HEA members are being asked to consider whether to be locally controlled or be overseen by the Anchorage-based Regulatory Commission of Alaska. The analogy I gave to a Kenai City Council member was, What if every action of the Kenai (or Soldotna or Homer) City Council had to (1) be run through five political appointees in Anchorage, (2) Kenai was charged for that review, (3) they took up to 450 days to do that review, (4) their decisions had become blatantly Anchorage-centric like (to give an analogous situation) they held that the City of Kenai could NOT charge Anchorage residents to park at the South Spruce parking lot during dip netting season while also finding that the City of Anchorage COULD charge Kenai residents to park in Anchorage (heads they win, tails we lose), and (5) meetings and hearings are all held in Anchorage so staff and attorney travel cost and time is also being paid by local residents?

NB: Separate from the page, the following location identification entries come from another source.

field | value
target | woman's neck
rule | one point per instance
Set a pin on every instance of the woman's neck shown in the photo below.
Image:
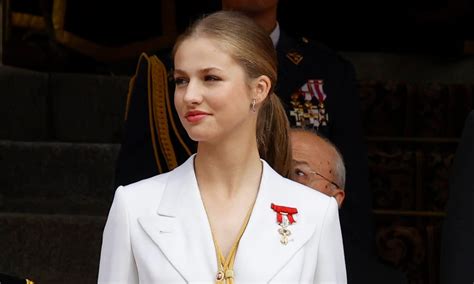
(226, 170)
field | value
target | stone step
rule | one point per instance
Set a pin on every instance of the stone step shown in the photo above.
(88, 108)
(51, 248)
(56, 178)
(58, 106)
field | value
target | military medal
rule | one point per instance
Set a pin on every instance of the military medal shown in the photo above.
(308, 107)
(284, 219)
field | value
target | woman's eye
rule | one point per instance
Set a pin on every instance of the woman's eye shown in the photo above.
(179, 81)
(211, 78)
(299, 172)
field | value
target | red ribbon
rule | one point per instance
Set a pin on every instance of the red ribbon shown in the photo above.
(289, 211)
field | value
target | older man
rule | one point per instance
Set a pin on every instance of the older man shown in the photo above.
(318, 164)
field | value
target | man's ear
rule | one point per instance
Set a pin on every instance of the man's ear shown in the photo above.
(339, 194)
(262, 86)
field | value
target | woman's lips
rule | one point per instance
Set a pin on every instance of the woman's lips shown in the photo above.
(195, 116)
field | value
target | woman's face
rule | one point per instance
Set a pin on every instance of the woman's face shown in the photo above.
(212, 95)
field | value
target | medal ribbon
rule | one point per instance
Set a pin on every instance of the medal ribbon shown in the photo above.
(289, 211)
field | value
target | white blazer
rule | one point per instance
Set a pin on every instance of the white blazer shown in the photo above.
(157, 231)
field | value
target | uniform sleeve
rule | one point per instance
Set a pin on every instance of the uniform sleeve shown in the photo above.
(117, 264)
(331, 266)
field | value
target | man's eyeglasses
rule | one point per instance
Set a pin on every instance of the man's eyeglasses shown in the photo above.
(304, 173)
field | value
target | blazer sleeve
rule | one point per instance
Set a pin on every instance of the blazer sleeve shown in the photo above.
(117, 264)
(331, 266)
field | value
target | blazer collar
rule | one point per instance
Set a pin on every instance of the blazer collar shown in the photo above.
(181, 229)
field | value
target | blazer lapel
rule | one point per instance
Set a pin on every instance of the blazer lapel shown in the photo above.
(180, 226)
(261, 255)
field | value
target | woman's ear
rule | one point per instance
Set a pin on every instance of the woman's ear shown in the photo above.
(262, 87)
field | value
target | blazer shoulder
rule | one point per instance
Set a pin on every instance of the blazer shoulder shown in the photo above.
(321, 53)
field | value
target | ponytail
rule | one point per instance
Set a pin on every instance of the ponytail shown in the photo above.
(273, 135)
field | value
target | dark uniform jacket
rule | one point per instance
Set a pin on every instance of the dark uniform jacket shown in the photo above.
(457, 244)
(318, 89)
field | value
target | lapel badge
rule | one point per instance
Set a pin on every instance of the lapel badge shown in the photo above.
(284, 219)
(294, 57)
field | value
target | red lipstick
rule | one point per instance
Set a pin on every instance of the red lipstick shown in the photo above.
(195, 115)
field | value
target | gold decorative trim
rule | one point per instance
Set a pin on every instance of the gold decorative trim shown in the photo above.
(159, 81)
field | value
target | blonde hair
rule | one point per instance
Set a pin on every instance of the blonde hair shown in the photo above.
(251, 47)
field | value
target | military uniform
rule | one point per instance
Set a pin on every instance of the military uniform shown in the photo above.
(318, 89)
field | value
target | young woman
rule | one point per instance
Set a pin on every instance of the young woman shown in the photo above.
(225, 215)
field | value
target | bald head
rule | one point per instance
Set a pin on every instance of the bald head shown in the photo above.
(317, 163)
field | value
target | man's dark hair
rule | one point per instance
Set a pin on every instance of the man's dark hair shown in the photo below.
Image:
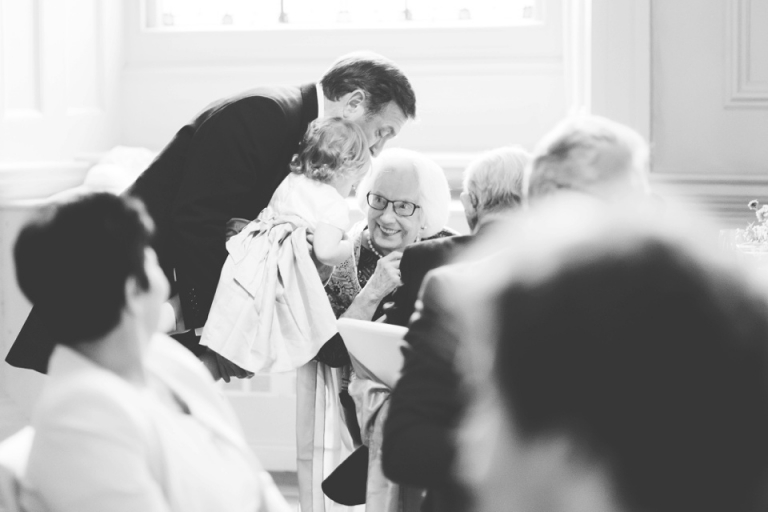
(653, 360)
(73, 260)
(380, 78)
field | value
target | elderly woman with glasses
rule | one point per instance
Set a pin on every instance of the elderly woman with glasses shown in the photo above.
(405, 198)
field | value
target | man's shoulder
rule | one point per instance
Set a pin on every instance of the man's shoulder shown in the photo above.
(285, 99)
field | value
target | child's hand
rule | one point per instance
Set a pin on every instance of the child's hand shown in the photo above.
(222, 368)
(323, 270)
(386, 277)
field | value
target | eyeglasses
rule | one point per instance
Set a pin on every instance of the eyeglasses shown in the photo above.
(401, 208)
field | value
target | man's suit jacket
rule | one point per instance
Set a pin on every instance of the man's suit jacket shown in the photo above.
(102, 443)
(418, 447)
(417, 260)
(226, 163)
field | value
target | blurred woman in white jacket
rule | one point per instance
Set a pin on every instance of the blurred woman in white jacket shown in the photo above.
(128, 420)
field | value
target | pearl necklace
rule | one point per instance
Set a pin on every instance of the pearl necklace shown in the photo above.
(370, 244)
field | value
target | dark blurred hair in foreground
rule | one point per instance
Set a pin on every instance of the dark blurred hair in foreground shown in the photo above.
(73, 260)
(646, 349)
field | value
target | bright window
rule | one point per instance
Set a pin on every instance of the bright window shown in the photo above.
(271, 14)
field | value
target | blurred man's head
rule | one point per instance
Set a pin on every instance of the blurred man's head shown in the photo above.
(493, 183)
(620, 367)
(590, 155)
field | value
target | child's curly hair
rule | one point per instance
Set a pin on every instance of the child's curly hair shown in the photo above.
(331, 147)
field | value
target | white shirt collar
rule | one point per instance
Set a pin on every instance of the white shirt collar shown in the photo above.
(320, 101)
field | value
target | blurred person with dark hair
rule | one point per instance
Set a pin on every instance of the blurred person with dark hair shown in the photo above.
(226, 164)
(418, 444)
(616, 364)
(588, 155)
(128, 419)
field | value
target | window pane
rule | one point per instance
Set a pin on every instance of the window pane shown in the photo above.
(208, 14)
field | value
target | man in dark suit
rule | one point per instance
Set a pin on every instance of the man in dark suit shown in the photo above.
(226, 164)
(424, 406)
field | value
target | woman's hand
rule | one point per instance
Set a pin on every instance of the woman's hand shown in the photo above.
(386, 277)
(222, 368)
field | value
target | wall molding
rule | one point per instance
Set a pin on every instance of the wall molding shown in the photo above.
(31, 181)
(741, 90)
(723, 197)
(577, 55)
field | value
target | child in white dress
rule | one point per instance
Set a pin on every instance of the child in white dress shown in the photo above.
(270, 312)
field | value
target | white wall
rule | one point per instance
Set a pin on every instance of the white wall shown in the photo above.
(710, 103)
(477, 88)
(60, 64)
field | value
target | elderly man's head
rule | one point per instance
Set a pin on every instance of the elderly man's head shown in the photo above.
(493, 183)
(591, 155)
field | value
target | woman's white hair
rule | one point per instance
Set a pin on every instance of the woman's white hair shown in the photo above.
(434, 192)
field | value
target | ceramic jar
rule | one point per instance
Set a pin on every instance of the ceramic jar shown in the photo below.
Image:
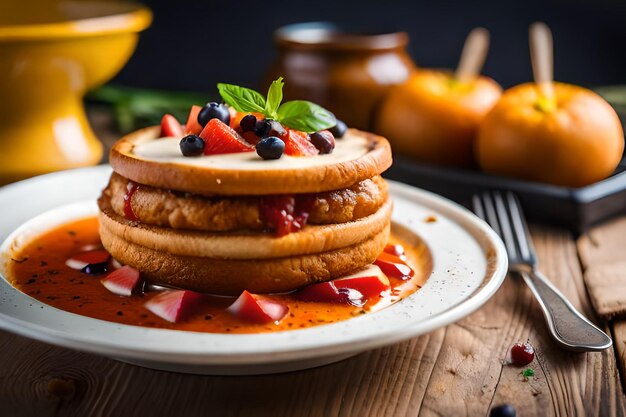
(347, 73)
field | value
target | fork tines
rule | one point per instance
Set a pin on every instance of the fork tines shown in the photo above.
(503, 213)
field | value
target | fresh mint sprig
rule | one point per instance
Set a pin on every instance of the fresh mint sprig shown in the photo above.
(298, 114)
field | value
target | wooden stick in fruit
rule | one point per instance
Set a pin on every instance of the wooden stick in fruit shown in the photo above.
(473, 55)
(541, 56)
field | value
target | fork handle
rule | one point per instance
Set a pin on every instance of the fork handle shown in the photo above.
(567, 325)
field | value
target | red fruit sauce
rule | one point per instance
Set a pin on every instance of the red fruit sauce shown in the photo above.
(128, 201)
(40, 272)
(285, 214)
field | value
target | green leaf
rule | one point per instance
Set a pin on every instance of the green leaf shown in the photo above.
(305, 116)
(242, 99)
(274, 97)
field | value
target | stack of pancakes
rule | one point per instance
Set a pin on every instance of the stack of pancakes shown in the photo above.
(196, 224)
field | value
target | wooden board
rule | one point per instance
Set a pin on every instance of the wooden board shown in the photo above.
(455, 371)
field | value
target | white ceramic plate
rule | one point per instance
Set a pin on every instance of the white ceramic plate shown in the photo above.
(469, 264)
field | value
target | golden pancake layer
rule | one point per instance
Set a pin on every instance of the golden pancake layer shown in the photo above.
(200, 223)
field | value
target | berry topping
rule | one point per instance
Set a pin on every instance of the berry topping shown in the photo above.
(393, 266)
(503, 410)
(213, 111)
(170, 126)
(324, 141)
(248, 123)
(270, 148)
(339, 130)
(522, 354)
(192, 145)
(297, 143)
(220, 138)
(192, 126)
(251, 307)
(93, 257)
(174, 305)
(123, 281)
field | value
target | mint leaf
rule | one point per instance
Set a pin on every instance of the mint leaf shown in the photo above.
(242, 99)
(305, 116)
(274, 97)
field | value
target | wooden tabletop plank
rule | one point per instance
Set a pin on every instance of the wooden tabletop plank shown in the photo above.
(602, 251)
(456, 371)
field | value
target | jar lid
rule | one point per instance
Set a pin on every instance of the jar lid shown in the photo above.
(328, 36)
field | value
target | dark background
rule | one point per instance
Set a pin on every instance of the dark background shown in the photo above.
(194, 44)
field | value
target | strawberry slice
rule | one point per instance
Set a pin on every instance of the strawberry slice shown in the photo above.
(192, 127)
(298, 144)
(123, 281)
(327, 292)
(393, 266)
(253, 308)
(171, 127)
(174, 305)
(220, 138)
(84, 259)
(370, 282)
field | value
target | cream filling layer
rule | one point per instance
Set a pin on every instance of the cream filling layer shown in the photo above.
(348, 148)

I’ve seen all that from the RCA recently. RCA oversight made more sense for HEA back when we bought wholesale power from Chugach Electric Association — we were 20 percent of their load but only 2 out of 66,000 votes. And the RCA commissioners used to have more technical and economic expertise.

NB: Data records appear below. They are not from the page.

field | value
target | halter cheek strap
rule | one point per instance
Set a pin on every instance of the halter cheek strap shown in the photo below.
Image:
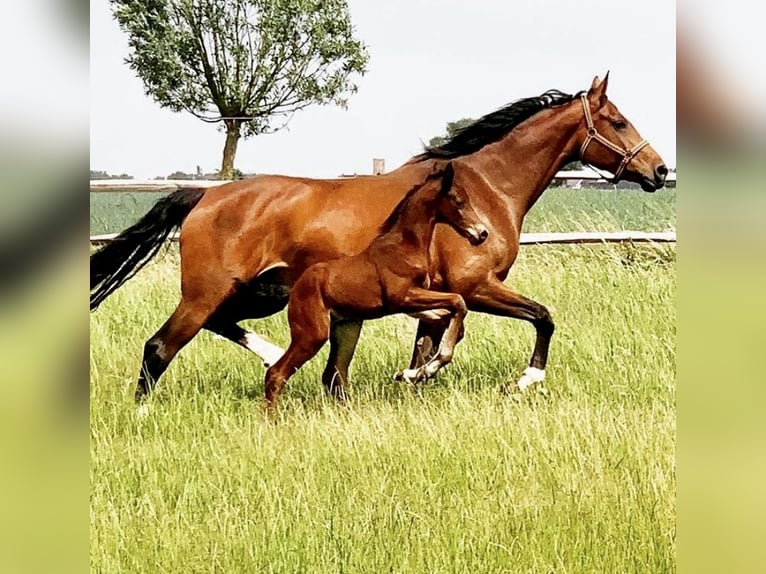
(592, 134)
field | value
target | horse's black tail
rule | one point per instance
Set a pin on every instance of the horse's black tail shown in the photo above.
(123, 257)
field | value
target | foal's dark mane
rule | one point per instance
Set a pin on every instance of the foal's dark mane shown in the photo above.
(396, 214)
(493, 126)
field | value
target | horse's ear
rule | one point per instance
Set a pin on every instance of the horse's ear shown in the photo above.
(597, 92)
(448, 178)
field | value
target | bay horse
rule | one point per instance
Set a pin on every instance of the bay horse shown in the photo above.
(244, 243)
(389, 276)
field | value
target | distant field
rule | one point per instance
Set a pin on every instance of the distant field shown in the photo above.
(559, 209)
(448, 477)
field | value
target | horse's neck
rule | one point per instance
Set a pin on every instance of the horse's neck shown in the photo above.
(522, 165)
(416, 223)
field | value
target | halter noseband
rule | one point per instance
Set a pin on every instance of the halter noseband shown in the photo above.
(592, 134)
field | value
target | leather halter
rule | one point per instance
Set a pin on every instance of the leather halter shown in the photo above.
(592, 134)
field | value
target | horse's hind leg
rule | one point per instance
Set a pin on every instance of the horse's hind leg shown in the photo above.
(307, 339)
(427, 339)
(344, 336)
(159, 350)
(267, 351)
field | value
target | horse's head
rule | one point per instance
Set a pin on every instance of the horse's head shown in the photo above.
(454, 208)
(611, 142)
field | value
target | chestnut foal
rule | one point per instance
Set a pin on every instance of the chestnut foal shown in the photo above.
(390, 276)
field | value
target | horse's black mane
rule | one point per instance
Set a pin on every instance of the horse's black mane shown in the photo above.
(493, 126)
(396, 214)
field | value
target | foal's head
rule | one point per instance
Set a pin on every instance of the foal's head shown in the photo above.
(454, 208)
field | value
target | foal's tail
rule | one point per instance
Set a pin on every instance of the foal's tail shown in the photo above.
(123, 257)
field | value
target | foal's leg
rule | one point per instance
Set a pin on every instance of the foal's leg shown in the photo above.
(418, 300)
(495, 298)
(344, 335)
(427, 340)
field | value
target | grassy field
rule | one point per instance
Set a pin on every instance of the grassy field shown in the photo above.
(451, 476)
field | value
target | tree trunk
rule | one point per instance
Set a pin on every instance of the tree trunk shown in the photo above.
(230, 149)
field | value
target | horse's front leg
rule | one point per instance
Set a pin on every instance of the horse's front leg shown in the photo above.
(344, 335)
(434, 304)
(495, 298)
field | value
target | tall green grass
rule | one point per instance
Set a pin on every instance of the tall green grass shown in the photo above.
(451, 476)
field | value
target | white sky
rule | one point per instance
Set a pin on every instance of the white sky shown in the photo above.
(431, 62)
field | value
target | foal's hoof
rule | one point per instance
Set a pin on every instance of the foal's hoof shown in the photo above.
(143, 411)
(409, 375)
(528, 392)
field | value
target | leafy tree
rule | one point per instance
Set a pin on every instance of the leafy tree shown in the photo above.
(249, 64)
(452, 129)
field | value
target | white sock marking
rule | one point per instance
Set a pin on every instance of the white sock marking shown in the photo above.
(143, 411)
(531, 376)
(268, 352)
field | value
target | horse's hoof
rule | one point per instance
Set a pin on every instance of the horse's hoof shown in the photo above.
(409, 375)
(142, 411)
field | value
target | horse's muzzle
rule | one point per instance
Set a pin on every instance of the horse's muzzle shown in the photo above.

To continue the parallels to City Council: they resist raising taxes until they have to. As the elected HEA board resists raising rates. But bills have to be paid, inflation happens, and commodity prices usually increase. Even with no oversight body, City Council does its due diligence, looks for efficiencies, considers cuts in services or maintenance, is constrained by various laws, bond and loan covenants, gets legal advice, takes public comments, and, at the end of that process, a majority of 7 democratically-elected Council members decide what to do.
The same happens at HEA (except there are 9 Directors, one from each district elected each year for a 3 year term).
Perhaps you vote to raise the dog license fee from $10.20 to $15 because you’ve found you’re not covering your costs, you spend $10,000 in regulatory costs only to be told you can’t charge $15. Then you will have to cut some preventative maintenance expense or delay some safety- or reliability-related upgrade in order to make budget.
So it’s not deregulation, so much as it is removing political and off-Peninsula control and moving to local-only, democratic regulation that will be independently audited every year like it is now.
No one on the RCA pays an HEA bill. Everyone on the HEA Board pays the same rates you do.
Please consider the issue and vote Yes for local control or No for continued RCA involvement when you get your ballots.